Event

Business & Management Research Centre: Jui Ramprasad

Friday, April 19, 2024 10:30to12:00
Bronfman Building Room 046, 1001 rue Sherbrooke Ouest, Montreal, QC, H3A 1G5, CA

Jui Ramprasad

Robert H. Smith School of Business
University of Maryland

Tainting the Discourse
The Role of Incivility in Shaping Subsequent User Engagement

Date: Friday, April 19, 2024
Time: 10:30 am - 12:00 pm EDT
Location: Bronfman Building, Room 046


About:

Digital platforms rely on user interaction and engagement often through user created content, e.g. in online Q&A forums like Reddit, but the proliferation of uncivil content on these platforms that happens in parallel adversely impacts safety and community. We examine the interplay between incivility and engagement and suggest that understanding this relationship requires a more nuanced definition of incivility than the binary categorization (content is either uncivil or not), used in the IS literature. More specifically, we examine how three levels of incivility in an initial post impacts the subsequent quantity, novelty, and incivility of the subsequent content. Leveraging a unique dataset from the largest online community in South Korea, we categorize incivility (extreme, mild, or no incivility) using large language models and estimate their impact on engagement using causal forests. Theorizing based on emotional arousal and cognitive dissonance, our findings reveal several novel insights.

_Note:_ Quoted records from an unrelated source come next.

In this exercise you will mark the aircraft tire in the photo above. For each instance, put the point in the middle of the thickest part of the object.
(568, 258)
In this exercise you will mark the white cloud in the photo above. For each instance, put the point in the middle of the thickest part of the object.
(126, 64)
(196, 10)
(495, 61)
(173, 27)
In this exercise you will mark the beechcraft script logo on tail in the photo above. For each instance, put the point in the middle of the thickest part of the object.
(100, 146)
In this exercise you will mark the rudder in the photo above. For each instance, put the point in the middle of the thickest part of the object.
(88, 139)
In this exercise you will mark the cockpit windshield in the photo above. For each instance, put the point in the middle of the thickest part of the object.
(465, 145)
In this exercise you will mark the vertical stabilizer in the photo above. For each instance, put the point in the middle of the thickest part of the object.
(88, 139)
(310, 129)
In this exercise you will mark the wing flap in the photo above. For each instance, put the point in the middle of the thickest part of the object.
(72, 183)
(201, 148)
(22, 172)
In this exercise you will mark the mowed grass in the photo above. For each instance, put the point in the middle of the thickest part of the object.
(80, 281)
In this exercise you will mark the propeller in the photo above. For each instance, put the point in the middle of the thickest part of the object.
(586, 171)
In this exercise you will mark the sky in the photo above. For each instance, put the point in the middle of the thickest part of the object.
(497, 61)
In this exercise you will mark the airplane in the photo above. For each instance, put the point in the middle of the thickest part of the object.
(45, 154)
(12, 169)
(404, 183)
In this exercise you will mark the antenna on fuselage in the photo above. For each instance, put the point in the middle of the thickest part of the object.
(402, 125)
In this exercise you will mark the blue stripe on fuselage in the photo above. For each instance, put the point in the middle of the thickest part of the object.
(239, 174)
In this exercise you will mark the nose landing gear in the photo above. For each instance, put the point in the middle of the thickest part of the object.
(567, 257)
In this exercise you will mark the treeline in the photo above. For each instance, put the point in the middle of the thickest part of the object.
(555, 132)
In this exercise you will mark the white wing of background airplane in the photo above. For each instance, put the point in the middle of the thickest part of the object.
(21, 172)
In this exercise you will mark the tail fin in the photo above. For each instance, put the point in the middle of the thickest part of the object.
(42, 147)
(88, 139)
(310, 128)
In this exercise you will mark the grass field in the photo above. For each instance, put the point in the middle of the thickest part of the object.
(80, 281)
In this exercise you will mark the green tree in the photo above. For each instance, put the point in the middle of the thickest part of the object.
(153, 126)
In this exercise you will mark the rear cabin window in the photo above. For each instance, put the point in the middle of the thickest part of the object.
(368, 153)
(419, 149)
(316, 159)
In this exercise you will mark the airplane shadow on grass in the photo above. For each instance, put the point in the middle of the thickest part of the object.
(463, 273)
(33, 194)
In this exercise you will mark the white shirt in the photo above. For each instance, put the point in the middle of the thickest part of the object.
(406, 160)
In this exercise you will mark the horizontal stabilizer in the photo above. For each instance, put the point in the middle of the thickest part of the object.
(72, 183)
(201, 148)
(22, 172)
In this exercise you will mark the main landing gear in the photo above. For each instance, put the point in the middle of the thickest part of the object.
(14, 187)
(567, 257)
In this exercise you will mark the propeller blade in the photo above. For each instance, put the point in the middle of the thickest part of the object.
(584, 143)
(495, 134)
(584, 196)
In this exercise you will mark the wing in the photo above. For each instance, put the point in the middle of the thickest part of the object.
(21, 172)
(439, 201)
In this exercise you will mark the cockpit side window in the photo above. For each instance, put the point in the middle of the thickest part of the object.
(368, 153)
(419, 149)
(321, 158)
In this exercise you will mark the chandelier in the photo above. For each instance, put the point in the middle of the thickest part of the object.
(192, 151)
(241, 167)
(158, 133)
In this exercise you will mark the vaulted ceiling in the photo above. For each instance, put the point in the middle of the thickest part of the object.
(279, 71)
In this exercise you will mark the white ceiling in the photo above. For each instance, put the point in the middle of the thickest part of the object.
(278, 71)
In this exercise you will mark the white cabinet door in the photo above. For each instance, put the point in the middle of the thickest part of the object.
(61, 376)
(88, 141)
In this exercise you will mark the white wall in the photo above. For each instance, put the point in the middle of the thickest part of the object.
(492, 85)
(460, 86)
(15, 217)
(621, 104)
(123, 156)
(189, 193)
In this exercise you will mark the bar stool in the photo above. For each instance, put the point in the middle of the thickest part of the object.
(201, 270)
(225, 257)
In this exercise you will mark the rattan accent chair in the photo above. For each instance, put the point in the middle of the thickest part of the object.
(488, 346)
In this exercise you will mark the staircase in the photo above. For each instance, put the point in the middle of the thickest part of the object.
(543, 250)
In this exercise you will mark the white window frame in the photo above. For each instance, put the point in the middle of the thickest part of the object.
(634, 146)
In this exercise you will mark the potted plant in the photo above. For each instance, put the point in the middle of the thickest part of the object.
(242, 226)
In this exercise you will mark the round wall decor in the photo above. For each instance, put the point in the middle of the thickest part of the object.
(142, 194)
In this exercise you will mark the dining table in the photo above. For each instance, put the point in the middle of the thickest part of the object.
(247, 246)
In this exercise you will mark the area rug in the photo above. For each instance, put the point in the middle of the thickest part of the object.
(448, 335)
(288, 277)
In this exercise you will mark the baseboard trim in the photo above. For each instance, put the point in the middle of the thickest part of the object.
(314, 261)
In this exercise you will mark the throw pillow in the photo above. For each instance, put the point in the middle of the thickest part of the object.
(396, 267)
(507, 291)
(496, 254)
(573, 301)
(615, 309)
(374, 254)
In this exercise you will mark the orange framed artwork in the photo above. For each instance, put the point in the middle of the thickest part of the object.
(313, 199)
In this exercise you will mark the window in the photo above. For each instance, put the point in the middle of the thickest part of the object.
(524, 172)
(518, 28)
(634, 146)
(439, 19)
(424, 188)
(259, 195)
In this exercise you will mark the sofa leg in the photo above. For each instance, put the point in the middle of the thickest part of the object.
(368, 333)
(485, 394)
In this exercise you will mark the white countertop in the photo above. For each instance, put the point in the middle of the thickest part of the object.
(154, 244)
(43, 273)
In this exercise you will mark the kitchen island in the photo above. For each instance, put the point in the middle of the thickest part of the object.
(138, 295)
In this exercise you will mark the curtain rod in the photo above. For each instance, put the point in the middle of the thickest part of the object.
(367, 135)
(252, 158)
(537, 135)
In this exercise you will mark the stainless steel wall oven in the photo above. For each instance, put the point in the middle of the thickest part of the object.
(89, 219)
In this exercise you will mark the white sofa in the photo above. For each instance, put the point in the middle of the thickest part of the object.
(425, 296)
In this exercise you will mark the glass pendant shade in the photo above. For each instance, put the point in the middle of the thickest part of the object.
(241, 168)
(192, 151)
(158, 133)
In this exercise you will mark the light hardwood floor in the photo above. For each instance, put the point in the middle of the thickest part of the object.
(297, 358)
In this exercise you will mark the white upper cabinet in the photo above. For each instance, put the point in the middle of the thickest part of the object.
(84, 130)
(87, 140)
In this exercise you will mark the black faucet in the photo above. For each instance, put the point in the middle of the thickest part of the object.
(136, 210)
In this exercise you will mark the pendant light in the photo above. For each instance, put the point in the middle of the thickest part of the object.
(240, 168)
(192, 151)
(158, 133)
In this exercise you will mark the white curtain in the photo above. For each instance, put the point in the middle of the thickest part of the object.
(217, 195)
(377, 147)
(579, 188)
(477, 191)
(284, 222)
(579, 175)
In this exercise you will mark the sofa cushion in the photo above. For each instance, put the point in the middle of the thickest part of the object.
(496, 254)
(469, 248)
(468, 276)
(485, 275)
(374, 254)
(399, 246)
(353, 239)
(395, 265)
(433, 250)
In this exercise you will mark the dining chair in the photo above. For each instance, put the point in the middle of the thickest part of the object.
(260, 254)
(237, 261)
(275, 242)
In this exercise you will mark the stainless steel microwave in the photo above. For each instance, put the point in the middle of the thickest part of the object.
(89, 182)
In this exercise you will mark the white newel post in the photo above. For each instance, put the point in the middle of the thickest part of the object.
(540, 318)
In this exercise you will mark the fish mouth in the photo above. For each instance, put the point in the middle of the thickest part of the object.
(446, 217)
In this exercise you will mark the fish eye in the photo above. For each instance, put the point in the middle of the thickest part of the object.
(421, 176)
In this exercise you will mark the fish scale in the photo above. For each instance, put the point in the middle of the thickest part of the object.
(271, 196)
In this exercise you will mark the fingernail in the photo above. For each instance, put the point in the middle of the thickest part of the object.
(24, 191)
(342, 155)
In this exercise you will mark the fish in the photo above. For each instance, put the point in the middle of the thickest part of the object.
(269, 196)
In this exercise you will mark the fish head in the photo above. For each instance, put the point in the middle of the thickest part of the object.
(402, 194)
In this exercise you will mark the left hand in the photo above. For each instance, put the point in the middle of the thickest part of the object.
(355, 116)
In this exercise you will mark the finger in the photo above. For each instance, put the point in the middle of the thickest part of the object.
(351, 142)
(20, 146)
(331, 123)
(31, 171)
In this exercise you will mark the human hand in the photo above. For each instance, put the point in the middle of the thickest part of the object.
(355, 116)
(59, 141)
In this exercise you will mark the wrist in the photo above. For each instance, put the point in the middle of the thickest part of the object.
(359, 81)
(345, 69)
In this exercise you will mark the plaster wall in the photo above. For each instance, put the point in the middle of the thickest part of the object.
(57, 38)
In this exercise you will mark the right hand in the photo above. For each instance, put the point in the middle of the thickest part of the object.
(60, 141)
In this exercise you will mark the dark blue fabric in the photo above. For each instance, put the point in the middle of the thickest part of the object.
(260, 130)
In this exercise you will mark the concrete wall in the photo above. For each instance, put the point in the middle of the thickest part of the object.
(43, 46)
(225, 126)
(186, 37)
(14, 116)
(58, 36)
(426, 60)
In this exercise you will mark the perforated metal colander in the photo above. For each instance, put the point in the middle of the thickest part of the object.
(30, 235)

While uncivil content can increase user engagement due to emotional arousal, its effectiveness varies with the level of incivility due to differences in the level of cognitive dissonance it evokes. Extremely uncivil content, which we posit triggers stronger emotional arousal but also potentially stronger cognitive dissonance, leads to a notable decrease in the novelty of subsequent content. Conversely, mildly uncivil content, by eliciting emotional arousal without substantial cognitive dissonance, promotes a more diverse and novel range of user responses. Still, both levels of uncivil content (extreme and mild) are linked to an increased subsequent extreme incivility and a decreased no-incivility discourse. This outcome underscores the interplay between emotional arousal and cognitive dissonance in shaping user reactions to uncivil content and highlights the importance of exploring incivility beyond a simple binary measure. Our findings provide an important understanding of how incivility relates to engagement.